The protocol was used as previously described (36). pMTL-SC7315::Δcdd1 and pMTL-SC7315::Δcdd2 were introduced into C. difficile ATCC 43255 and C. difficile 630Δerm, respectively, by conjugation. The transconjugants were restreaked onto TCC plates (BHIS agar supplemented with 15 µg/ml thiamphenicol, 10 µg/ml cefoxitine, and 250 µg/ml d-cycloserine), and the DNA from larger colonies was isolated and checked by PCR for integration of the plasmid into the chromosome. An integrant clone was then restreaked onto nonselective BHIS agar plates, and the cells were harvested in 0.5 ml phosphate-buffered saline (PBS) after 3 to 4 days of incubation and spread onto C. difficile minimal medium (CDMM) plates supplemented with 75 µg/ml 5-fluorocytosine after serial 102 to 105 dilutions. Plates with individual colonies were replica plated onto BHIS agar with and without 15 µg/ml thiamphenicol to identify clones that lost the plasmid. Deletion of the cdd genes was confirmed by PCR and sequencing.

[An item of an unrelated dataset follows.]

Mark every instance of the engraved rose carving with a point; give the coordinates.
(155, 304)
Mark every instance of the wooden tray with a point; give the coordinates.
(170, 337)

Protein expression and purification.

For expression of the CDD-1 enzyme, BL21(DE3) cells harboring the plasmid with the cdd gene were grown at 37°C with shaking to an optical density at 600 nm (OD600) of 0.6. Expression was induced with 0.5 mM isopropyl β-d-thiogalactoside (IPTG), and the cells were grown overnight at 22°C. The cells were harvested by centrifugation, resuspended in 25 mM HEPES (pH 7.0), 1 mM EDTA, and 0.2 mM dithiothreitol (DTT), and disrupted by sonication. Subsequently, the lysate was centrifuged at 32,000 rpm at 4°C and the supernatant was loaded onto a DEAE anion exchange column (Bio-Rad) preequilibrated with the same buffer. The protein was eluted with a 0 to 250 mM NaCl gradient. The enzyme was concentrated using a Centricon Plus 70 concentrator (Millipore), and dialyzed against 25 mM HEPES (pH 7.0) using a 10-kDa-molecular-weight-cutoff (MWCO) membrane (Spectrum).

Enzyme kinetics.

All data were collected on a Cary 60 spectrophotometer (Agilent). Reaction conditions were identical to those previously reported for class D β-lactamases (50). Observed rates were calculated from the linear phase of each reaction and fitted to the Michaelis-Menten equation using GraphPad Prism 5.04 for Windows (GraphPad Software, CA) to determine the steady-state parameters kcat and K. Standard deviations were calculated using the same software.